I write this at a juncture in my own life where I am called to review the work I have innovated and completed and to scrutinize the life I have lived in order to determine exactly how I am called to proceed now.  What requires attention at this time?  Aging can offer the gift of an imperative to step out of habits of mind and life, to meet each moment freshly, to see what one is called to do and be in the remaining time. This same thoughtful urgency can accompany someone whose life is threatened by illness as it can awaken all of us to see that the overwhelming threat to all life necessarily includes ourselves.  This is the time, then, for all of us to examine the field and see how we can best bring to fulfillment what calls to be revisioned, developed and sustained.

As I write this, I feel the natural limitation of my own life but I am more concerned with the state of the world and the threat to the lives of all beings.  I wish it were different, as the mother does not want to survive her children, nor does the grandmother want to survive her grandchildren, but I do not feel my own life is more limited than the lives of the other beings around me.  It seems I will have the privilege of dying of old age which does not seem to be the privilege extended to most people and creatures on the planet, and to the planet itself.  I cannot preference my concern with my own life and my longevity. I must preference, and consider personal, the threat to and extinction of different species and the extreme suffering of almost all animal and plant life everywhere on the planet.

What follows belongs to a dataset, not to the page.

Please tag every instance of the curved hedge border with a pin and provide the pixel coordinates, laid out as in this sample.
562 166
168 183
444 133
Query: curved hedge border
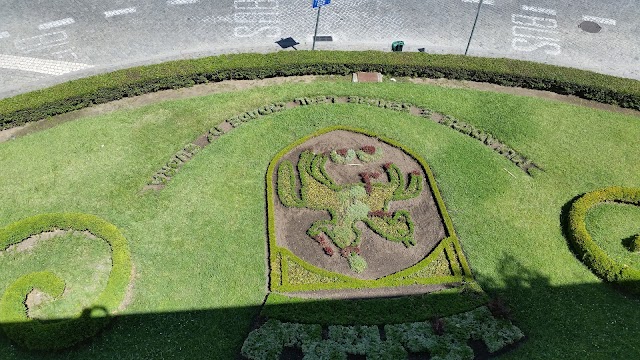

Therefore, as we are all equally threatened, we cannot, any of us, indulge naiveté about what we are being called to exactly because of the universal threat to all life.  Also we need to be aware that such questions as we have been considering have the possibility, as we have seen in the last decades, of leading to the changes, the new structures, the new visions, the new vital medicines that can heal the earth and all its creatures, including the human.

The questions I began asking in 1977 when I had cancer have developed and guided my life as I write this more than thirty years later.  Then I understood that “Disease is a messenger that advises us to change our lives.”  The messenger came in the form of story and we began to expand the process of diagnosis to include the story of the illness, the story the illness was involving us in, its historic, familial, ancestral, circumstantial, political, environmental, metaphoric, spiritual components.  We looked at dreams and synchronicities as rigorously as we looked at imbalances, growths and pain.  We also began to understand the full spiritual implications of “imbalance,” “unlimited growth” and “pain and suffering.” The particular illnesses we were suffering and the circumstances of our lives constituted and revealed the paths we were being called to walk.  Illness became initiation and a journey.  Accordingly we were called to ‘Heal the life so the life can heal us.”

The life that we are to heal, however, is not only our personal life.   Our lives exist in a context.  We have to live in the ways that are healing for ourselves, our families, our human and non-human communities and the earth – then we can heal – otherwise, really, it isn’t possible.  Healing  can be as ‘contagious’ as illness; this is one of its great strengths.  Healing depends upon vital interdependency while ecologies are the best models for healing systems.

These dictums are as true now as they were then; they repeatedly call us to new ways of being.  Even as I ask each one of you who is reading this to articulate the questions that you are carrying now for your own sake and for the sake of all beings, of all our relations, I am scrutinizing my own life, by writing this, and I am asking what questions need to be addressed in the narrowing time we have to transform.  This is a prayer and a quest that the process of life continue on this planet, be renewed and be restored to its natural and so blessed round of birth, life and death.